A little bite out of the rim but the obverse should carry it. The columns on the capital are a good thing to look at. The 1907/1908 NM short ray & blind eagle dies are sensitive to light hits. I'm not usually concerned too much w/ strike on these soft coins. Sometimes the dies are just bad. I look at Liberty's left wrist and the hair on the left side of her face.
Capitol !! Never forgot Miss Martini's 6th-grade lectures about the different spellings ! Short rays are the ones below the date ? You mean BALD eagle dies ? HER left wrist and the hair on HER left side of the face ? From her POV, not ours....?
Conserved = removed completely. The only copper spots that ar a little mor difficult to conserve are the ones caused by black debris.
Removing the evidence of a copper spot temporarily is quite easy. Preventing the copper spot from reappearing is impossible. The whole idea of a "copper spot" is that this is potentially a localized area of higher copper concentration in the alloy of a coin, making it more likely to tone. You aren't removing the alloy, you're just removing the thin layer of toning where the alloy is.
The only copper spots that are a little more difficult to conserve are the ones caused by black debris. That's because the debris is into the coin's surface. physics-fan3.14, posted: "Removing the evidence of a copper spot temporarily is quite easy. Preventing the copper spot from reappearing is impossible.
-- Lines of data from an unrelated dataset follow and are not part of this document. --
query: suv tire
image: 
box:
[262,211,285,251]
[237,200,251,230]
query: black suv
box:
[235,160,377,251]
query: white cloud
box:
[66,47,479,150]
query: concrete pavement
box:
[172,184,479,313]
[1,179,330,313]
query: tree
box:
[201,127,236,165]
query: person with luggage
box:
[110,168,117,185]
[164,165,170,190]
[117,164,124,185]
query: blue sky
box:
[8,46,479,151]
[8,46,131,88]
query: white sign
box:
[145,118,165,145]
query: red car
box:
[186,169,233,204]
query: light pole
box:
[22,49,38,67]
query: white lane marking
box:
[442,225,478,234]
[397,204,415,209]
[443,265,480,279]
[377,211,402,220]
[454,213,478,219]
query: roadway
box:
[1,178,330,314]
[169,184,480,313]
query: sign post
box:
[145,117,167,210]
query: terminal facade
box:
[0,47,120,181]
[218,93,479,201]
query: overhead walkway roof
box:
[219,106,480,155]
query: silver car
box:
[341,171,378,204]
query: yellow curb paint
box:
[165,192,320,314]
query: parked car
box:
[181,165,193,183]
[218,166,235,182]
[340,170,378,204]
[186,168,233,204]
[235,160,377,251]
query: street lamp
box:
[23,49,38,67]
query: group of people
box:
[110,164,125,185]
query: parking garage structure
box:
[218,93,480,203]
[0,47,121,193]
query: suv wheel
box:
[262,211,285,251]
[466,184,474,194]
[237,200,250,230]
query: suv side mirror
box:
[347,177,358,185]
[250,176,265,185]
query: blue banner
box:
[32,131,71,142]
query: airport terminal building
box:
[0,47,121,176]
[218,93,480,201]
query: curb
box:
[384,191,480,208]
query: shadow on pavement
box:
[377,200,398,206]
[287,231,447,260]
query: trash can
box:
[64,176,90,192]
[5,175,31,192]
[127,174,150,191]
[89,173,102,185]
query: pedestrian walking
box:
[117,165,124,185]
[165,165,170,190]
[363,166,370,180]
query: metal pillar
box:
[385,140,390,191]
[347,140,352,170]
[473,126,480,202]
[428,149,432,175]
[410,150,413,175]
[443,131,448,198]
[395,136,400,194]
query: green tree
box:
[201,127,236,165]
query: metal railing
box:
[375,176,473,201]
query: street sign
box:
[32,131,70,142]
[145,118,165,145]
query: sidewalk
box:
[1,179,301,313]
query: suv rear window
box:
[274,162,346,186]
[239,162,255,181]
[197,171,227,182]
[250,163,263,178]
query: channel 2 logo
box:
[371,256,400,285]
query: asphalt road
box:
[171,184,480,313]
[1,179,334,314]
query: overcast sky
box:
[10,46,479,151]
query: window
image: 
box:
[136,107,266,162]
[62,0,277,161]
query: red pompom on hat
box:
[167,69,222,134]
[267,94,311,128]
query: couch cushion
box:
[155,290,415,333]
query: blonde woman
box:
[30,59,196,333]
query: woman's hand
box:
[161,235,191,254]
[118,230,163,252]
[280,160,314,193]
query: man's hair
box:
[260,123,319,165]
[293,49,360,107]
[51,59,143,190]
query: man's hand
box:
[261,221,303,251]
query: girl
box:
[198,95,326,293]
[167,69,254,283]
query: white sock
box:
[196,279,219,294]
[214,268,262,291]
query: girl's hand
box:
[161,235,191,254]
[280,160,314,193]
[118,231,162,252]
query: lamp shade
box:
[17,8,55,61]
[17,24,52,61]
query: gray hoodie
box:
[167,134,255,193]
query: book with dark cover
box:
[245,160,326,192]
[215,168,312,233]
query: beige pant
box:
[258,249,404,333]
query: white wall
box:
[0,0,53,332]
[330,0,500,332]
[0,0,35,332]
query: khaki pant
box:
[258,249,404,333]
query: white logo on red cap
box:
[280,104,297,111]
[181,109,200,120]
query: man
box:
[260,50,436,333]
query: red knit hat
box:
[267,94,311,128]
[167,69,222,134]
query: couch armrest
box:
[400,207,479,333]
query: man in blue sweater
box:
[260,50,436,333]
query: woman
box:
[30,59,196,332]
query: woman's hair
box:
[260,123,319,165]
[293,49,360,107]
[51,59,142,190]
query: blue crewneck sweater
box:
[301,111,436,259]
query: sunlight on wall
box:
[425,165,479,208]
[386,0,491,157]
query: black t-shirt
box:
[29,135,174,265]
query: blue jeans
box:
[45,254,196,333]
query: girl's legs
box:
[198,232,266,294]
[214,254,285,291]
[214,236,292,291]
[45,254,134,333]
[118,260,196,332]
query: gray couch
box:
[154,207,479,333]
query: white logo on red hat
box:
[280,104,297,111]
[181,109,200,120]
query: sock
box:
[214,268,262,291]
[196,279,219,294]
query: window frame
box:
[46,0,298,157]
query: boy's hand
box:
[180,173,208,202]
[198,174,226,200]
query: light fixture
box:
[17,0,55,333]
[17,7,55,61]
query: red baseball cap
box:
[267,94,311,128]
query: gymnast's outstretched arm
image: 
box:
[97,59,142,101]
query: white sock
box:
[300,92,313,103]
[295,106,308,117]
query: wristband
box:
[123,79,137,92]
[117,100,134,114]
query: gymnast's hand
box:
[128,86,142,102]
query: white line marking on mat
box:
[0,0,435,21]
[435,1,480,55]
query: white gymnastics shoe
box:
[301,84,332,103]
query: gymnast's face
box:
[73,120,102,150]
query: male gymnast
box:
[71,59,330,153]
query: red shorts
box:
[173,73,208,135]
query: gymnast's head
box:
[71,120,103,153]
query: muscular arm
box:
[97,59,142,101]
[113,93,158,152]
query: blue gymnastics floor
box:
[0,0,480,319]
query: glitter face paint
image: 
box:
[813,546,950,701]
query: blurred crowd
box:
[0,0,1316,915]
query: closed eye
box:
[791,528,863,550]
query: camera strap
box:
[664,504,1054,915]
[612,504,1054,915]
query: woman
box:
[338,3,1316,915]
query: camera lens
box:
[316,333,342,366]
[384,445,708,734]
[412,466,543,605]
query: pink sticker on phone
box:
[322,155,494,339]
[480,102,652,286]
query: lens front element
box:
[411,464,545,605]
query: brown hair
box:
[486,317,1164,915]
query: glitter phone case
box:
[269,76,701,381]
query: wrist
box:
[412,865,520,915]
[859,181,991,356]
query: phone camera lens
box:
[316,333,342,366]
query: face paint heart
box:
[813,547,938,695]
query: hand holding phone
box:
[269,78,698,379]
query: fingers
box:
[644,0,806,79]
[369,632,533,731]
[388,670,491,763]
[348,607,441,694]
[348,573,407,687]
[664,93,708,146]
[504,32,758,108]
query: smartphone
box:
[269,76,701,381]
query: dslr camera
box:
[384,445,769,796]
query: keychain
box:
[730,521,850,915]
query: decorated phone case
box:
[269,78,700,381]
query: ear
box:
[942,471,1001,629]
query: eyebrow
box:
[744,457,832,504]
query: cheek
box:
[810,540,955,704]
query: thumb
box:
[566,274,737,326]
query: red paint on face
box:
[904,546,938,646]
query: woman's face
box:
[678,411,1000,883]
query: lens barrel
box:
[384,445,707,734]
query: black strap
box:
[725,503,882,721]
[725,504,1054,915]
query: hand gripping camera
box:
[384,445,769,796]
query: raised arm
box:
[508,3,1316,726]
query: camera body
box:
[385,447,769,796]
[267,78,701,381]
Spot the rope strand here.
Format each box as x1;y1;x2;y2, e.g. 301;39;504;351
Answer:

The whole idea of a "copper spot" is that this is potentially a localized area of higher copper concentration in the alloy of a coin, making it more likely to tone. You aren't removing the alloy, you're just removing the thin layer of toning where the alloy is." Very well stated from the voice of experience. Fortunately, the spot won't return in your lifetime!
What do you use to remove the copper spot? Actually my question is what is the best way to conserve MS gold coinage?